In this exercise I am to stabilize my shoulder, upper arm, wrist and fingers, and move only my forearm, and only within the range that the bow remains parallel to the bridge. The idea is to isolate a single movement and create a muscle-memory of where the right-arm-and-hand exist in space during this simple bowing motion.
Arm weight is in the string. Hair is flat on the string. Strings are open. Sound is full and ringy. I do this exercise for several minutes daily, working to (1) develop a physical feeling of where my arm is in space when the sound is best; (2) develop an ability to return my arm to this place when the sound is off; (3) develop a level of comfort such that any other place for my arm feels like a deliberately chosen aberration, rather than a place it ended up unknowingly by accident.
I open every practice session with this exercise, and return to it whenever my bowing goes wonky.
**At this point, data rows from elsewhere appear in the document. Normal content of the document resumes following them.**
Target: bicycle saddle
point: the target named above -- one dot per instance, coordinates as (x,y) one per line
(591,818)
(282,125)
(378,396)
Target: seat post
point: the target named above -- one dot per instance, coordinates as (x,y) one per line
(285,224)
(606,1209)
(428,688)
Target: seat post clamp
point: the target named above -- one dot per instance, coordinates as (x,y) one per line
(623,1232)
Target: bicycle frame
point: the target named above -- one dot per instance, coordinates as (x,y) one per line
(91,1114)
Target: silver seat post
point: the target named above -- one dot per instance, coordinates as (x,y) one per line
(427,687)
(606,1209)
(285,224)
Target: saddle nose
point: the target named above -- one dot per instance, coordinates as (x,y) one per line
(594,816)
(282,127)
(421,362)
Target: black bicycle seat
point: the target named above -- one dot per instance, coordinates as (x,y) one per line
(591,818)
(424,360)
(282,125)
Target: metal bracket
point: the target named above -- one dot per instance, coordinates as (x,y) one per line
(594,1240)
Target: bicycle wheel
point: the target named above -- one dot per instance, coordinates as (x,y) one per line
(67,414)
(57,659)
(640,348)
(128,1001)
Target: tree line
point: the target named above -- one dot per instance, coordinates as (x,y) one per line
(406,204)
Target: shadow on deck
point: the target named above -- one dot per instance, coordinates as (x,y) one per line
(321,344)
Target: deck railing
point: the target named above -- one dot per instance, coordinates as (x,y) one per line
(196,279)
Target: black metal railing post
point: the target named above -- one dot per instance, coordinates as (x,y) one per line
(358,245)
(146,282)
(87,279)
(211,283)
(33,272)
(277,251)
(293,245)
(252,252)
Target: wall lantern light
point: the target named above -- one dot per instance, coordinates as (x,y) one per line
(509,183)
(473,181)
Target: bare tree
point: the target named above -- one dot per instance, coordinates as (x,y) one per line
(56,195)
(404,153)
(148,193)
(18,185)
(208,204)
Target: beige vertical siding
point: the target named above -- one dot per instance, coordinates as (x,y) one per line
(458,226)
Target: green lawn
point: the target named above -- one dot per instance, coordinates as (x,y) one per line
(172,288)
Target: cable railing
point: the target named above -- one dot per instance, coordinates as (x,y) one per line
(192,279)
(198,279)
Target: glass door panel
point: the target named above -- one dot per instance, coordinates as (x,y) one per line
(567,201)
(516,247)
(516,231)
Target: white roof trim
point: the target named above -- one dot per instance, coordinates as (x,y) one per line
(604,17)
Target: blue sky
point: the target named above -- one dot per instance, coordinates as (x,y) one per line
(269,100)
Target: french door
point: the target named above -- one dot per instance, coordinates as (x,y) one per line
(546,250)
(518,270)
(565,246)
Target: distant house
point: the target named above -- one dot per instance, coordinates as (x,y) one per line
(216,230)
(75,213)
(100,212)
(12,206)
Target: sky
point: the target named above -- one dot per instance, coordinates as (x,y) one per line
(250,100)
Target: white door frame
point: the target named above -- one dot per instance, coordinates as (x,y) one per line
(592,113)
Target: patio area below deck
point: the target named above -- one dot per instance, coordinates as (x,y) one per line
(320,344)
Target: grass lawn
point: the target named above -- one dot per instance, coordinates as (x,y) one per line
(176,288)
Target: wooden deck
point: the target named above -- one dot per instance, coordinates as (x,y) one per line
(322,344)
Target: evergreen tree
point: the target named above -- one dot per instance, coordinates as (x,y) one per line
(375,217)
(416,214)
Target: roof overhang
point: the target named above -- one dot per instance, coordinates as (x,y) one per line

I do the forearm exercise before playing a piece. And also frequently before playing each phrase when I break down a piece. I do this exercise a lot, seeking a level of physical ease and comfort and sonic fullness that come automatically. Seeking muscle memory.
The exercise becomes meditative. To add complexity, I add string crossings. At the next lesson my teacher asks for the same exercise, but with a martelé stroke. The position and the motion of this exercise will become “home base” for bowing, out of which all further complexities of bowing will emerge, one simple step at a time.